I haven’t done one of these Internet quizzes in a couple months, so I took the plunge on the SelectSmart quiz that’s making the rounds.

My results:

1. Your ideal theoretical candidate. (100%)
2. Bush, President George W. – Republican (73%)
3. Libertarian Candidate (55%)
4. Kerry, Senator John, MA – Democrat (42%)
5. Lieberman, Senator Joe, CT – Democrat (42%)
6. Edwards, Senator John, NC – Democrat (42%)
7. Gephardt, Rep. Dick, MO – Democrat (38%)
8. Phillips, Howard – Constitution (35%)
9. Kucinich, Rep. Dennis, OH – Democrat (34%)
10. Dean, Gov. Howard, VT – Democrat (33%)
11. Sharpton, Reverend Al – Democrat (22%)
12. LaRouche, Lyndon H. Jr. – Democrat (18%)
13. Clark, Retired General Wesley K., AR – Democrat (15%)
14. Moseley-Braun, Former Senator Carol, IL – Democrat (2%)

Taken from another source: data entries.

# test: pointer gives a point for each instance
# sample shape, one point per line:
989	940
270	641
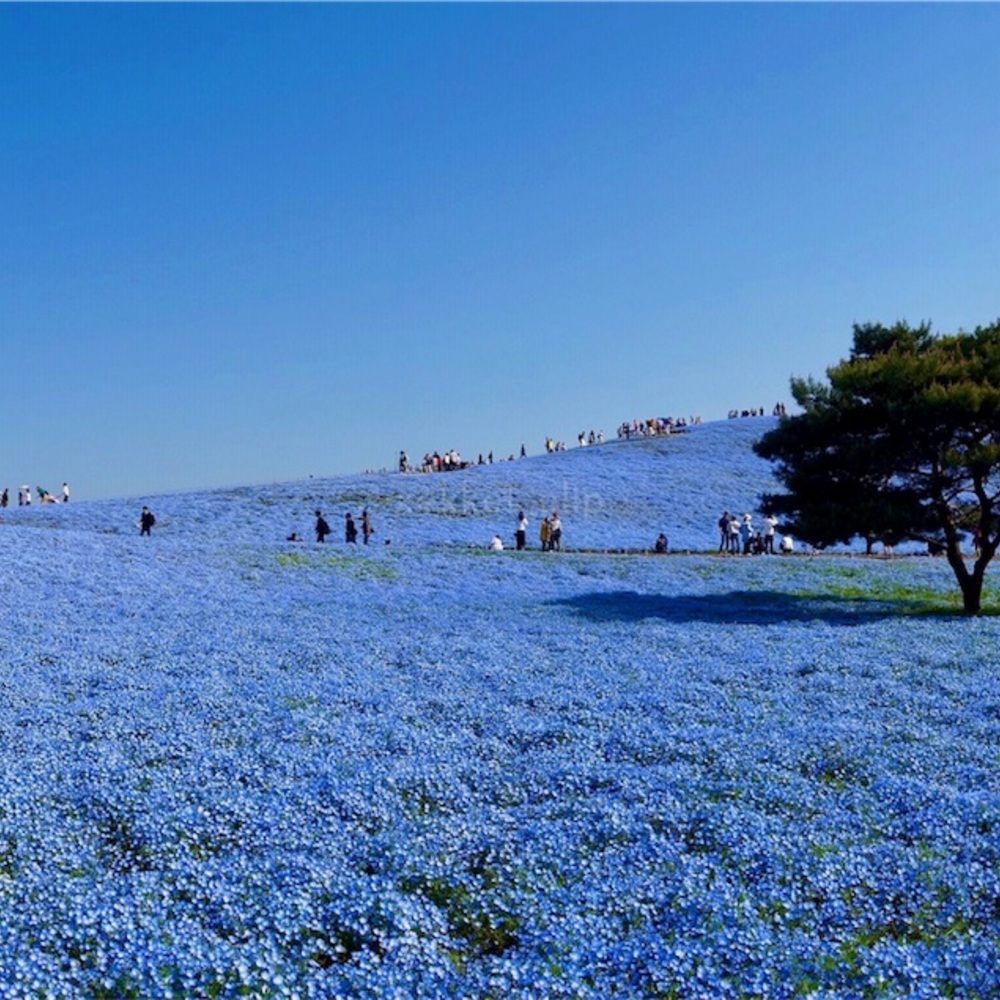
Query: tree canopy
902	441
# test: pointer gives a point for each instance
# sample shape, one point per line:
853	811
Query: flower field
236	766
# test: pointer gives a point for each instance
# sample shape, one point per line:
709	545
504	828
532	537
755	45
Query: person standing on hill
544	533
734	534
772	523
724	531
521	535
555	532
322	528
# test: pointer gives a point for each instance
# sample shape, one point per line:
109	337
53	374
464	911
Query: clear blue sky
245	244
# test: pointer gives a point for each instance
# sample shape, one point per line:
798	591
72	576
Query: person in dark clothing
322	528
521	535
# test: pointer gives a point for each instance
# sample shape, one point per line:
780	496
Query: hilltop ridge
615	495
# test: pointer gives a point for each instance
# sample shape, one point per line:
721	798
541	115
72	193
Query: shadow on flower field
745	607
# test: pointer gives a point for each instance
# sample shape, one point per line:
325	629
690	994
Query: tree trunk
972	591
971	583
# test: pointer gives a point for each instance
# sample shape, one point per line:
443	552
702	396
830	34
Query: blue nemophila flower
239	766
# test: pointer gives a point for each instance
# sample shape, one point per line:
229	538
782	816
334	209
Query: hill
240	767
616	495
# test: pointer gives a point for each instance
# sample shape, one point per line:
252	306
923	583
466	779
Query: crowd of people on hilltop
778	410
738	535
24	496
448	461
655	426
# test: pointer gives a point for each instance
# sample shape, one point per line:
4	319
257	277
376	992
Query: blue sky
253	243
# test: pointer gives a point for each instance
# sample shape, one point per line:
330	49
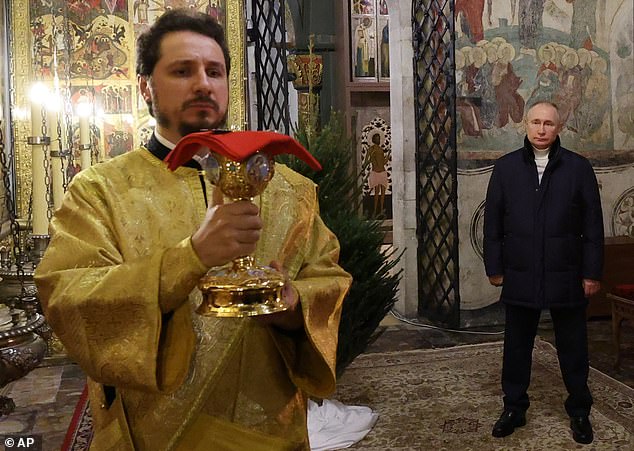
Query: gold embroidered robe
120	242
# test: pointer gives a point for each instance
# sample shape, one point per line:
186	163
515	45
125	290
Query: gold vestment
120	243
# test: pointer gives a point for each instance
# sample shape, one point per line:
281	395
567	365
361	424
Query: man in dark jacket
543	244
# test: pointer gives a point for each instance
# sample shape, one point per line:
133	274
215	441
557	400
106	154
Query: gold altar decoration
241	289
308	71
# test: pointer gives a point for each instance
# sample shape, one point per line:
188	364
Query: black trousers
571	336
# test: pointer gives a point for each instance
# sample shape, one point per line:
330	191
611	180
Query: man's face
188	88
542	125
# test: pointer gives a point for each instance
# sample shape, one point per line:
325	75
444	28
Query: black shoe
581	430
509	420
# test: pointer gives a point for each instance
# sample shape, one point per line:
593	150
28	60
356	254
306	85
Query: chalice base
241	291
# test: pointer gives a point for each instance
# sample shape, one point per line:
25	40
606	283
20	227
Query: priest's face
188	89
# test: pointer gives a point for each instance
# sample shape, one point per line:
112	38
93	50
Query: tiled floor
46	397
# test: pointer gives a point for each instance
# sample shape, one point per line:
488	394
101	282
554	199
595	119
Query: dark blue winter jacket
544	238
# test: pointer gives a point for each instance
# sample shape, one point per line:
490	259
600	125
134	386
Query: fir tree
375	282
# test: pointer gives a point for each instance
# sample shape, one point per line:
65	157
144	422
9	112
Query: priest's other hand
590	287
292	318
228	231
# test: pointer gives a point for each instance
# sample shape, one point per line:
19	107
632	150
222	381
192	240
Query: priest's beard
203	122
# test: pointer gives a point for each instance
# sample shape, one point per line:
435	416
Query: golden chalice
241	288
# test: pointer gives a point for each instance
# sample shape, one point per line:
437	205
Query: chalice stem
243	263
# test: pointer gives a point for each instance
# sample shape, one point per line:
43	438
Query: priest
129	245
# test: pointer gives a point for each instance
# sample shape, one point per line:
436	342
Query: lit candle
39	205
38	94
83	110
84	131
54	124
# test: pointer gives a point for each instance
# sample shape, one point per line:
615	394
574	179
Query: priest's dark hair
183	19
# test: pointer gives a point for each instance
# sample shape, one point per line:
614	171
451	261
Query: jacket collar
553	155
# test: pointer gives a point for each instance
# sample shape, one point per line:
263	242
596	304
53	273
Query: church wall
579	54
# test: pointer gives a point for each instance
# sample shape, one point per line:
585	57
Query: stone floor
45	398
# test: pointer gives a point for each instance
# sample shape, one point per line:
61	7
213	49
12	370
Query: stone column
308	71
403	152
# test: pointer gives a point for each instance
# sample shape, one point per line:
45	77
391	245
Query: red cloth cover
237	146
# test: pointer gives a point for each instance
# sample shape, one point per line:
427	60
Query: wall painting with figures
513	53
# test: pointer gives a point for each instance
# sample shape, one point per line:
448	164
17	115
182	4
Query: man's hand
590	287
228	231
292	318
497	280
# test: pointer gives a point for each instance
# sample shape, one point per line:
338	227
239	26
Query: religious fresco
375	160
370	40
512	54
83	51
90	44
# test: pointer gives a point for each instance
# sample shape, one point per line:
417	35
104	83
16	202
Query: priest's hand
291	319
228	231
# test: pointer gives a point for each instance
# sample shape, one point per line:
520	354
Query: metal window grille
436	160
269	36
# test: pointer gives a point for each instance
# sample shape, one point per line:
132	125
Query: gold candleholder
241	288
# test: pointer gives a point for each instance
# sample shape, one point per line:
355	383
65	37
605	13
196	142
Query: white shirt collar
167	143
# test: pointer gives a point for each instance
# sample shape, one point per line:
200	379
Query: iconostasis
72	79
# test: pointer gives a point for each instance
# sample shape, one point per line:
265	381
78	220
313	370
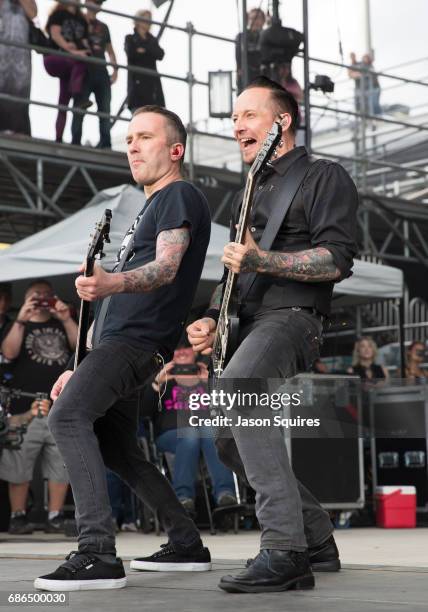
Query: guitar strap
294	178
99	323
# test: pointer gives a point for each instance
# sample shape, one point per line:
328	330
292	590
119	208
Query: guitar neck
231	279
82	331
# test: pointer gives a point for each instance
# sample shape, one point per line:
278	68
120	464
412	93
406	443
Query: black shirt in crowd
323	214
74	28
44	353
143	88
154	320
98	38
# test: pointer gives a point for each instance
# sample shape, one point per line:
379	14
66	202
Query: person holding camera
173	386
39	344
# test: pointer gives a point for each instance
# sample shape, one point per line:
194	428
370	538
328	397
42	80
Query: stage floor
384	571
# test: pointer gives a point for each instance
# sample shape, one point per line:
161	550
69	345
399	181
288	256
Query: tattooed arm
311	265
170	248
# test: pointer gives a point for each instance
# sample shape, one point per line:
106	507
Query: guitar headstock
99	237
267	149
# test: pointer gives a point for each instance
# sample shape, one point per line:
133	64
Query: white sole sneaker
152	566
78	585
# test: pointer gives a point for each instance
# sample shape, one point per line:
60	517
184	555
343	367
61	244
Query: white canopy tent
58	251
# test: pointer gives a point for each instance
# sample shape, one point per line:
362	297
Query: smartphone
185	369
45	302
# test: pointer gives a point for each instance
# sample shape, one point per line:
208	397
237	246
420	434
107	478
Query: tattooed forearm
216	297
312	265
170	248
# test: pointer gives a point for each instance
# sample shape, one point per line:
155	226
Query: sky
398	35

One wonders about the metrics used for these things. I’m not surprised that President Bush is the candidate that most closely agrees with my positions, but I’m perplexed that the correlation is that high given my more libertarian leanings. I’d have guessed Lieberman or Clark would have outpolled the Libertarian Party candidate, given that the LP and I disagree totally on foreign policy–and yet this list has Clark below Sharpton and LaRouche. Hmm.

(Hat tip: Stephen Bainbridge)

Update (2318): It occured to me that I’d taken a similar quiz before (the LaRouche inclusion tipped me off) and searching through my archives it turns out I took a SelectSmart quiz back on June 30. The survey questions and methods have changed over time, as have the rankings–especially the percentages. Indeed, President Bush scored 100% in June.

FILED UNDER: 2004 Election, ,
James Joyner
About James Joyner
James Joyner is Professor and Department Head of Security Studies at Marine Corps University's Command and Staff College. He's a former Army officer and Desert Storm veteran. Views expressed here are his own. Follow James on Twitter @DrJJoyner.


  1. Zygote says:

    Mine were similar in a lot of ways with W. coming out on top.
    More interesting than my list though was the percentage breakdown of how most people made their selections. That’s an eye opener, even with its limited relevance.